Like many other mobilisers, Vladimir Markataev belongs to an ethnic minority group, Buryats, and comes from the impoverished Russian republic of Buryatia.

When he, like many other Buryats, received the call-up order to the Russian army last September, the choice was obvious. Already that evening, he went to Mongolia, then flew on to Seoul, where he hoped to receive asylum. But it didn’t turn out the way he had planned.

– I came here on November 12, 2022, and I’m still here, says Vladimir when SVT reaches him at the beginning of March 2023.

South Korea rejected Vladimir’s asylum application. He appealed the decision through the United Nations High Commissioner for Refugees, and pending a decision he is not allowed to leave Incheon International Airport in Seoul.

Airplane food every day

– I live in the basement, in a room that I share with ten others. But I often sleep on the benches here in the terminal, he explains.

South Korean authorities provide three meals a day to the refugees who, like Vladimir, cannot leave the airport for any reason.

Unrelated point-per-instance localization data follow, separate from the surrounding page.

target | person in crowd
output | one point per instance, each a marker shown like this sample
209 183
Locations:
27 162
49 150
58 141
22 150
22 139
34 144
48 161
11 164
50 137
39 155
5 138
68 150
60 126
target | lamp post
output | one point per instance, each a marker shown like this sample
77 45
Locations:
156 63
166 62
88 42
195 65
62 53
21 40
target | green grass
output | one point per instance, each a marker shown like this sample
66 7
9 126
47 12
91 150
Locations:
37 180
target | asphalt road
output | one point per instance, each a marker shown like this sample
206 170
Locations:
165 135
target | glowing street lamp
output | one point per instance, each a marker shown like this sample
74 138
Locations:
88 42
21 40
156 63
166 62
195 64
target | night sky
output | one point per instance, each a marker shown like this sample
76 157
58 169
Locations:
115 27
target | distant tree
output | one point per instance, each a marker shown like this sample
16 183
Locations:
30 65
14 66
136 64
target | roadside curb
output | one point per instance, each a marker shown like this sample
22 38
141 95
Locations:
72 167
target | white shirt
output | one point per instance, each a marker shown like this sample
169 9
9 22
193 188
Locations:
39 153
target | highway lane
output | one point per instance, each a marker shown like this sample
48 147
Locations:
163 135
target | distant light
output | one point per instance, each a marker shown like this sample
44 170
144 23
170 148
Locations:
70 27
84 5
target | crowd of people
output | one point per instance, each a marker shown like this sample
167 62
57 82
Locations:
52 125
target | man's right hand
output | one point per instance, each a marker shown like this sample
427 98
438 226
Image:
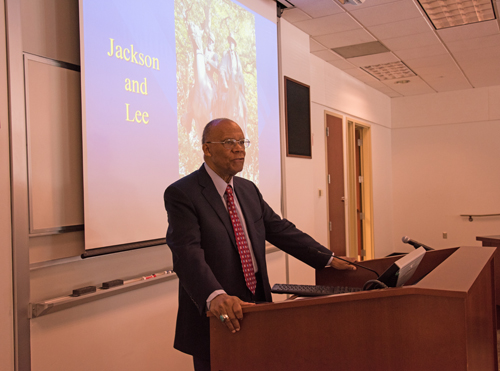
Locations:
224 304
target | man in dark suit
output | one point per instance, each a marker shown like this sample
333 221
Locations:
206 254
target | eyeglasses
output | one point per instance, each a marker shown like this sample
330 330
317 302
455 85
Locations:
231 143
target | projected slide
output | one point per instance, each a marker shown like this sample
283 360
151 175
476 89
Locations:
154 72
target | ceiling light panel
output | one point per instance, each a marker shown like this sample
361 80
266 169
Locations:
389 71
450 13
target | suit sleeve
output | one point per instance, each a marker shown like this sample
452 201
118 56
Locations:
184 240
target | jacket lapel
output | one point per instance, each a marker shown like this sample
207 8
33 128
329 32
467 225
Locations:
213 198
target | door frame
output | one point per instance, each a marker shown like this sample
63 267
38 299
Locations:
366 189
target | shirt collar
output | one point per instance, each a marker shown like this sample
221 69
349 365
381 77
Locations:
220 184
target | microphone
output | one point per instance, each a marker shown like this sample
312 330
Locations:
347 261
357 265
415 244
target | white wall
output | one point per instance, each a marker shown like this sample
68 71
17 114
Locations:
446 163
6 304
337 92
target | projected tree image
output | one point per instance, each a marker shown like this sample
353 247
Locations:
216 76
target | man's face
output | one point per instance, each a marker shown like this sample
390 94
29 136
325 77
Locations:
224 161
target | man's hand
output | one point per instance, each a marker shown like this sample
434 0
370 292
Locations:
342 264
231 306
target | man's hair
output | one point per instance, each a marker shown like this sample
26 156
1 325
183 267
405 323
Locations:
208 128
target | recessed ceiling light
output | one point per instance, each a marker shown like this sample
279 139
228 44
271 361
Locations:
361 50
449 13
389 71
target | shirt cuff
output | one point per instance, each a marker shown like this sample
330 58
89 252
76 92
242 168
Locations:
212 297
330 261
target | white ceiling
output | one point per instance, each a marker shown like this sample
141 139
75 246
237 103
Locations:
462 57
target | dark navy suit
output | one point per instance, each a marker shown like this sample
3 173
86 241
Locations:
205 255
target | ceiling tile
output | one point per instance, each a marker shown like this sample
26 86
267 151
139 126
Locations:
400 28
416 86
341 64
327 25
427 51
469 31
490 41
448 83
412 41
293 15
367 4
318 8
315 46
360 74
439 71
370 60
429 61
386 13
339 39
327 55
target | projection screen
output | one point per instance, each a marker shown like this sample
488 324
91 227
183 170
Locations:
154 72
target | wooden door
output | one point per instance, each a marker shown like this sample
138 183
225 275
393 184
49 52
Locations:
336 196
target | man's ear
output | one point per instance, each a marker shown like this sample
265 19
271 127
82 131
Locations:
206 150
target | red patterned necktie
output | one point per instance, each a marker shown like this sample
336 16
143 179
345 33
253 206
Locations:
241 242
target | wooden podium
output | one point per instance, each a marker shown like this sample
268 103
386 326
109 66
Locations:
446 321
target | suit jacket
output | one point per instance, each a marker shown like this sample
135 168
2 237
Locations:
205 255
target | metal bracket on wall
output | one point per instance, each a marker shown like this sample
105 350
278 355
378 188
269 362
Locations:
65 302
472 216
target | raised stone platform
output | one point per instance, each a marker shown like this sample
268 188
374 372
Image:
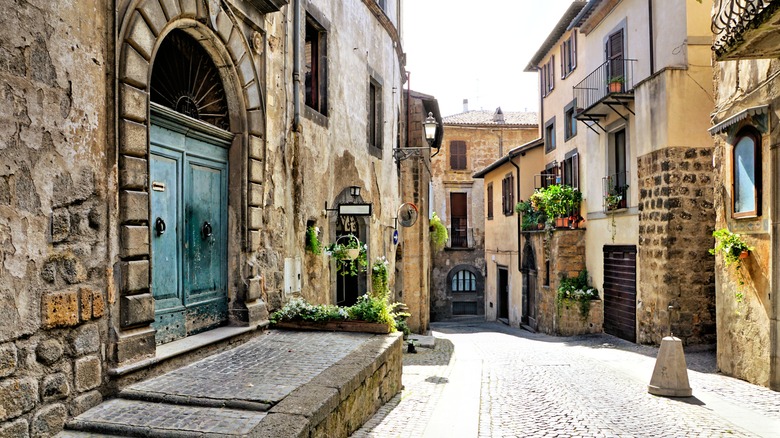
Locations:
283 383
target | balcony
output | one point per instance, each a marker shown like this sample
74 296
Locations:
609 88
460 238
746 29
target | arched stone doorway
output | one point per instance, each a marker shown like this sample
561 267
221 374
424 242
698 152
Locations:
529 271
218 137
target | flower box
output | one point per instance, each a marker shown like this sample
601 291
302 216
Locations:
335 326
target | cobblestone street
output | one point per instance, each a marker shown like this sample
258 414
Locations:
490 380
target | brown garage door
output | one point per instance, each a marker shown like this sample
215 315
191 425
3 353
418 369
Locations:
620 291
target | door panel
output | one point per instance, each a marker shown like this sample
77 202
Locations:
189 259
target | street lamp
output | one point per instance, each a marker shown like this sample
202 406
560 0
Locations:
429 128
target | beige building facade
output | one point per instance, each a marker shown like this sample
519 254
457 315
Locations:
625 117
161 162
745 131
472 141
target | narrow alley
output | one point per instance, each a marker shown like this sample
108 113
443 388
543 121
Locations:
489 380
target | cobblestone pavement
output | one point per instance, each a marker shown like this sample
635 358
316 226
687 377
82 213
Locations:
490 380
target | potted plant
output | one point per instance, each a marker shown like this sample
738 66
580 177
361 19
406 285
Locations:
615 84
734 250
350 255
313 244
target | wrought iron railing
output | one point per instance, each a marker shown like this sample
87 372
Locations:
615 189
613 76
731 18
461 238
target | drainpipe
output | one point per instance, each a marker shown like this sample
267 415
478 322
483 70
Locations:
296 65
652 45
519 224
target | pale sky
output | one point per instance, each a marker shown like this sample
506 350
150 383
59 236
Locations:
477 50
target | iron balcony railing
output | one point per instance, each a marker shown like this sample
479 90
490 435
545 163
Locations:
615 189
611 77
461 238
731 18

– We get juice and a pastry for breakfast. Then we get an airplane target, like you get on an airplane, for lunch. And then we get juice and pastry again in the evening, says Vladimir.

Want to return to Russia

Staying, and going to war in Ukraine, was never an option for Vladimir. He is a staunch opponent of the Russian government’s policy on the matter, and he has no desire to die for it. But being forced to leave his home, family and friends is eating away at him, and he hopes to one day return to Russia.

– I still don’t understand that this is happening. I am very, very angry. And sorry, he says.